These paintings from the thirteenth through fifteenth centuries—what is referred to as the Early Italian Renaissance—are traditionally called “gold grounds” because of the gold applied broadly to their surfaces, the precious metal signaling the divine realm of the Christian figures and stories, distinct from the everyday, earthly world that their viewers inhabit. The paintings are all fragments, in a sense: originally components of larger altarpiece complexes installed in churches and chapels, they brought honor to their altars through their decoration and precious materials. Giving visual form to sacred figures and stories from the Bible, the paintings aided worshippers in their devotion, including the many people who could not, in this period, read.

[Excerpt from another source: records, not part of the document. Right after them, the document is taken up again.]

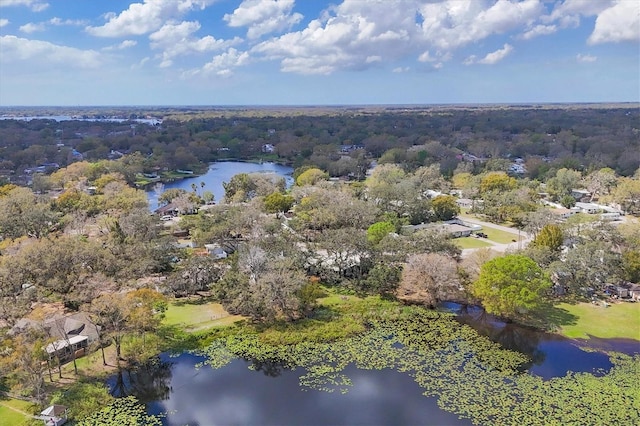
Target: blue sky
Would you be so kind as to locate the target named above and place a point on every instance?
(309, 52)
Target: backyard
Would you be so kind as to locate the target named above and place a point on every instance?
(618, 320)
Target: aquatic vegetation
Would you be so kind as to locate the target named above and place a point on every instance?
(467, 373)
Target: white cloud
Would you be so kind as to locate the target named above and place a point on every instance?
(346, 37)
(619, 23)
(221, 65)
(490, 58)
(454, 23)
(42, 54)
(538, 30)
(176, 39)
(586, 58)
(34, 5)
(70, 22)
(143, 18)
(32, 27)
(121, 46)
(263, 16)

The cracks in the gold surfaces reveal a reddish color underneath. This is bole, a type of finely ground clay that was laid down on the panel as a base for the gold, which was applied in leaves—that is, gold pounded into extremely thin sheets. In the early Renaissance, gold could come to the Italian peninsula from as far away as Africa, across the Sahara, and, then as now, gold was an extremely expensive material. Ultramarine, the deep blue pigment often used to paint the clothing of the Virgin Mary, was also extremely precious, made from finely ground lapis lazuli that had been imported from Afghanistan. In the paintings by Paolo Veneziano and Gentile da Fabriano, the representation of sumptuous woven textiles as clothing and cloths of honor bear witness to the impact on Italian art of precious textiles imported from the east, through trade routes to Persia (today’s Iran), China, and elsewhere.
Toward the end of the fifteenth century, Italian artists would come to replace their gold backgrounds with more naturalistic blue skies. The legacy of paintings in this room by Cimabue, Duccio, Piero della Francesca, and others can be seen in the intensely naturalistic blue sky of Giovanni Bellini’s St. Francis in the Desert, just a few galleries away, in which the natural, earthly world could also be home to the divine.